The world's first kill-free chicken eggs are now for sale in Germany, laid by hens that were bred without killing any male chicks. A breakthrough process has been created by German scientists to identify the gender of an egg on the ninth day of its incubation, eliminating the need to cull male chicks after hatching.

Male chicks have been a long-standing problem for modern poultry farmers. Because male chickens cannot lay eggs and do not gain weight as rapidly as female, they are always killed after hatching, usually by suffocation or live shredding. Their remains are processed into reptile feed. Approximately 4 to 6 billion male chicks meet this awful fate every year.

This new process, under the patented name of Seleggt, can make the situation less messy and somewhat more ethically acceptable. While it still results in the culling of male eggs, which are turned into a high-protein animal feed, it's a less gory process to process partially-incubated eggs than it is to kill live chicks.

Seleggt process

© Seleggt

The process works by using a laser to burn a 0.3-mm hole in the egg shell on the ninth day. A drop of liquid is extracted and tested for a hormone that indicates gender. From a press release:

"Through a change in colour, this marker will indicate whether the sex-specific hormone estrone sulphate can be detected in the hatching egg. If detected, a female chick is developing in the hatching egg. After the gender identification process, the hatching egg does not need to be sealed as the inner membrane mends itself and closes the tiny hole from within. Consequently, only female chicks hatch on the 21st day of the incubation."
Seleggt technology

© Seleggt

Scientists in other countries have also been working on solutions to this issue, but Germany's team, funded by the ministry of food and agriculture, has come the furthest. The trial eggs hit supermarket shelves in Berlin in November, with the label 'respeggt' on cartons. The no-kill eggs will cost slightly more than conventional ones, but the scientists are confident customers will be willing to pay "the extra price of a few cents per egg carton".

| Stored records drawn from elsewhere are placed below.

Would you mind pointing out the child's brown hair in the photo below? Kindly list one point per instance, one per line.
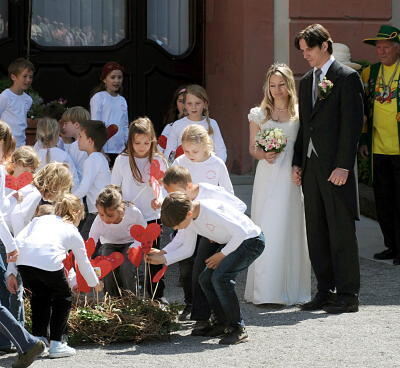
(70, 208)
(97, 131)
(175, 208)
(53, 180)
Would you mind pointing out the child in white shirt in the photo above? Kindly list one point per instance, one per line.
(47, 134)
(179, 179)
(40, 264)
(72, 118)
(204, 166)
(221, 224)
(131, 172)
(112, 227)
(14, 102)
(96, 172)
(196, 110)
(109, 106)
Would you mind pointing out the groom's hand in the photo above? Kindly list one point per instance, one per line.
(296, 175)
(339, 176)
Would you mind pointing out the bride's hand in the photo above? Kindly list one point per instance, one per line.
(271, 156)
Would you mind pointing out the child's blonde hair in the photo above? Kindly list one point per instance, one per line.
(47, 133)
(70, 208)
(110, 198)
(44, 209)
(140, 126)
(53, 180)
(8, 140)
(76, 114)
(200, 92)
(196, 134)
(24, 156)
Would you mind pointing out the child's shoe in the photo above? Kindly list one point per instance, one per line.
(59, 349)
(201, 328)
(234, 336)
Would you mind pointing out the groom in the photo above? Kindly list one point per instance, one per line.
(331, 118)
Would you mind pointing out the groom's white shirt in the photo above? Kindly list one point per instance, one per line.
(324, 70)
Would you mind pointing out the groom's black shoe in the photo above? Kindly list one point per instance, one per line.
(320, 300)
(386, 254)
(343, 304)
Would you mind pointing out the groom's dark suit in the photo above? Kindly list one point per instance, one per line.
(334, 125)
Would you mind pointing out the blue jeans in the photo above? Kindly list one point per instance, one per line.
(219, 284)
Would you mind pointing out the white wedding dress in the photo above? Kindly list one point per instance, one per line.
(282, 274)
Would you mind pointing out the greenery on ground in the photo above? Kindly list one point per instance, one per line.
(118, 320)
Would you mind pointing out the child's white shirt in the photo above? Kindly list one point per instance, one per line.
(117, 233)
(175, 136)
(77, 156)
(96, 175)
(141, 194)
(213, 171)
(111, 110)
(218, 222)
(21, 213)
(13, 110)
(209, 191)
(45, 242)
(5, 235)
(58, 155)
(165, 134)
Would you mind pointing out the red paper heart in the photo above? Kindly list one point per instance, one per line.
(105, 266)
(155, 170)
(158, 276)
(18, 183)
(162, 141)
(90, 247)
(135, 255)
(148, 234)
(179, 152)
(112, 130)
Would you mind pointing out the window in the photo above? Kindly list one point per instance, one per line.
(3, 19)
(78, 22)
(168, 24)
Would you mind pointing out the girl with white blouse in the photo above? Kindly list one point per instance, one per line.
(112, 228)
(196, 103)
(109, 106)
(131, 172)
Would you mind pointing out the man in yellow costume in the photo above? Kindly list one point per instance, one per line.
(381, 135)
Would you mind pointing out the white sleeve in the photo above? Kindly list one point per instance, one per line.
(172, 142)
(96, 107)
(76, 244)
(182, 252)
(219, 144)
(116, 173)
(95, 229)
(88, 176)
(224, 180)
(6, 237)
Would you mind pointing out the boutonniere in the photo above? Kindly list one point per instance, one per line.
(325, 88)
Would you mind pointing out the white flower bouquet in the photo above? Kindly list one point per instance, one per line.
(271, 140)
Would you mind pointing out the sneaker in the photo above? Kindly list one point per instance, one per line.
(26, 359)
(184, 316)
(201, 328)
(234, 336)
(60, 350)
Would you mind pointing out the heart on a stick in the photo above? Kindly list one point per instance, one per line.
(18, 183)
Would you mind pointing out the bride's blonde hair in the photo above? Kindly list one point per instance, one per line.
(267, 104)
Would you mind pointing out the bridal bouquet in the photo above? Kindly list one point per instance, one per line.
(271, 140)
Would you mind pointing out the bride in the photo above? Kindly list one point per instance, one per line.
(282, 274)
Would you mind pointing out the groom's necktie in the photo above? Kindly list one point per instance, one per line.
(317, 75)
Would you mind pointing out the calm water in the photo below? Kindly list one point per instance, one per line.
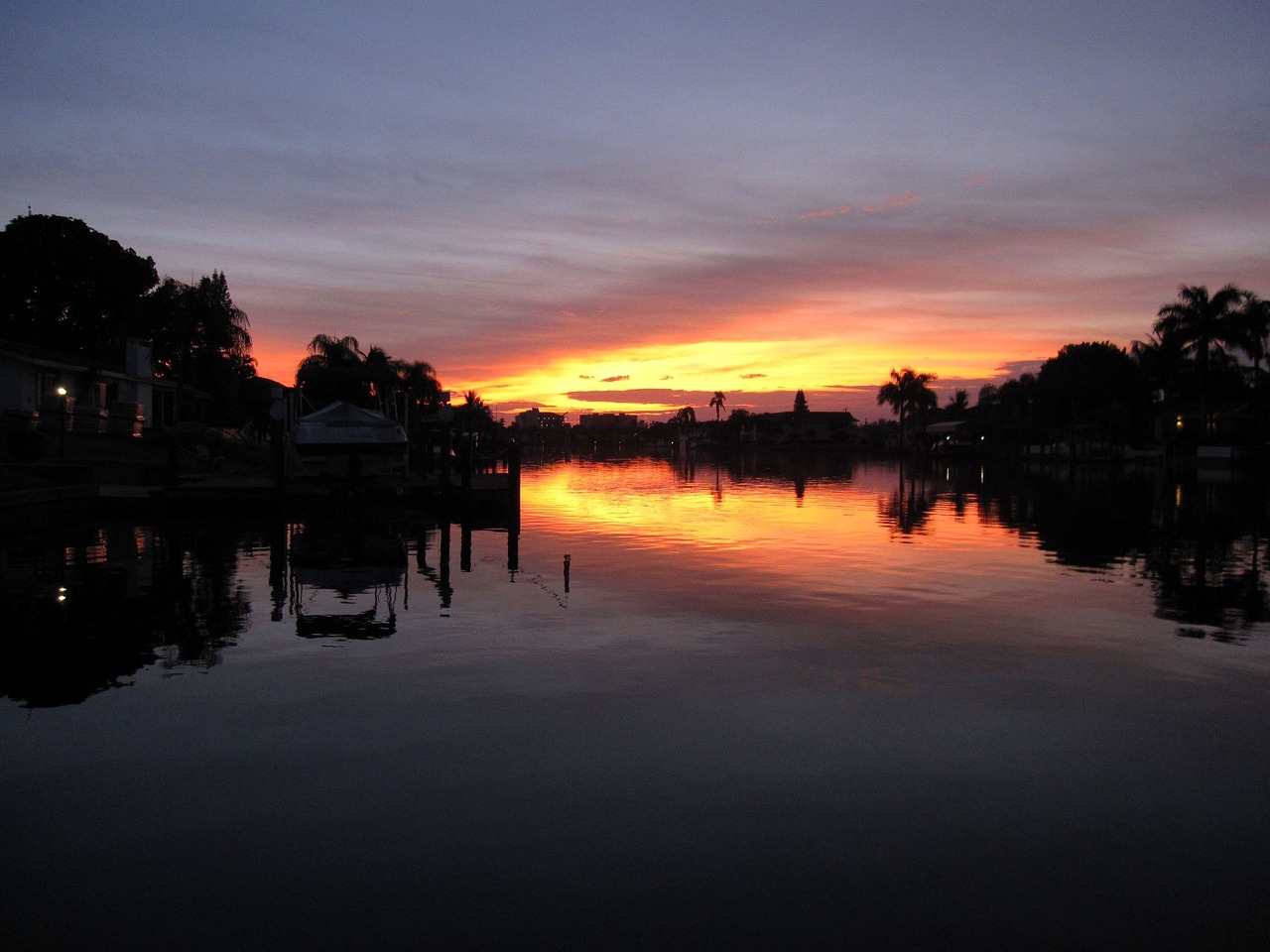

The gender-identifying technology will be available to hatcheries by 2020, and the team hopes eventually to roll it out across Europe. As the minister of food and agriculture Julia Klöckner said last month,

"This is a great day for animal welfare in Germany! In this way we will set the pace in Europe... Once the process is made available to all and the hatcheries have implemented the process, there will be no reason and no justification for chick culling."